German business practices
quattro at isham-research.com
Fri Apr 5 00:48:07 EST 2002
> Do Germans (or other Europeans) primarily use wire transfers for payment
> these days? I know that this is the case in Japan (no personal checks,
> all wire transfer), but am not sure about Germany.
> We are so backward in the US that we're not at this stage just yet and
> making wire transfers is very costly and time-consuming.
It has been standard business practice in Germany for decades now. When you receive an
invoice from a German supplier, the footer of the document carries "Bandverbindungen" - their
bank account details. Often they will offer a choice - a main clearing bank and a Sparkasse.
In the old days, you would go into your bank with a handful of these - a clerk would complete
various forms and then you would take the completed pile over to the cashier.
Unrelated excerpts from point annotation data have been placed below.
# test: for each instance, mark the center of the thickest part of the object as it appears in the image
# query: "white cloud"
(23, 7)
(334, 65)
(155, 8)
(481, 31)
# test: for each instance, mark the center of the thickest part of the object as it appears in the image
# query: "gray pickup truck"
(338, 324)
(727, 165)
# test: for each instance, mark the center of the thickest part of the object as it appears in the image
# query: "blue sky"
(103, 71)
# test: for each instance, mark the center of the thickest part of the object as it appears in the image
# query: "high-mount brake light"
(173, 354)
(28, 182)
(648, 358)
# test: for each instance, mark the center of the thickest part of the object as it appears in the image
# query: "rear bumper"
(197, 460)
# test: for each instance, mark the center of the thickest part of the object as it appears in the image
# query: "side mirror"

These days it's computerised. My German account is with the Deutsche Bank - they have sent me
a one-time pad with 100 numbers on it, and I can perform whatever transactions I like using
one number each time. They use 'EC Karten' - successors to the Eurocheque guarantee cards -
for many in-person cashless transactions.
Debit cards (what the UK calls "Switch") are very much in the ascendancy - Visa and
Mastercharge (and their local licensees) are less common than in the English-speaking world.
Paper cheques are virtually unknown in Germany. Still quite common in the UK, though.
In general, when you do business with a German company you also accept their "AGB" -
Allgemeine Geschäftsbedingungen. These _can_ be interesing - for instance, sometimes they
give you an automatic discount of a few percent (2 to 4) if you pay very promptly. OTOH -
they can levy interest on outstanding balances after (perhaps) 21 days.